Other buildings of interest are Tinwell Forge and Bakery which are located on Main Street and were built in 1848. At the front of the forge is a stone surround to the village spring, which was built for the Golden Jubilee of Queen Victoria; there is also a Victorian post box. The bakery closed in 1948 but the forge continues to be in operation. By the riverside is Tinwell Mill, although it is now a private house a mill stood at the same site during the Domesday period.

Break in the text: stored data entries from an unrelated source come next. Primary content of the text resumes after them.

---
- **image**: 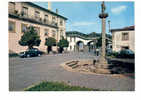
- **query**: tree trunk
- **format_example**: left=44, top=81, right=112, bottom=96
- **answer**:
left=28, top=45, right=33, bottom=50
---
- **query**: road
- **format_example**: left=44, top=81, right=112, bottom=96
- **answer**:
left=9, top=52, right=135, bottom=91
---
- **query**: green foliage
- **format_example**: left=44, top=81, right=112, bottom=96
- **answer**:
left=25, top=81, right=95, bottom=91
left=106, top=51, right=119, bottom=57
left=57, top=37, right=69, bottom=48
left=19, top=26, right=41, bottom=49
left=96, top=36, right=110, bottom=48
left=45, top=37, right=56, bottom=46
left=88, top=32, right=101, bottom=37
left=9, top=53, right=19, bottom=57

Walks can be taken from Tinwell south towards Easton on the Hill, with its Norman church and the Priest's House; west around the limestone quarry and along the rivers Chater and Welland towards Ketton, Aldgate and Geeston; and east following the Jurassic Way towards Stamford, and the Macmillan and Hereward Ways to Wothorpe and Burghley House. There is a footpath map showing these routes in the churchyard.

==Second World War==
On 8 July 1944, two C47s collided after taking-off from RAF Spanhoe for an exercise. One crew member managed to parachute safely but eight others and 26 Polish paratroops of the Polish 1st Independent Parachute Brigade perished in the crash. The American casualties from 315th Troop Carrier Group were taken to the Cambridge American Cemetery for burial and the Polish casualties were taken to the Polish Cemetery at Newark. All those killed are commemorated in the church.

==Ingthorpe==
The village is associated with the site of the lost or shrunken medieval village of Ingthorpe, in the north of the parish, close to the River Gwash.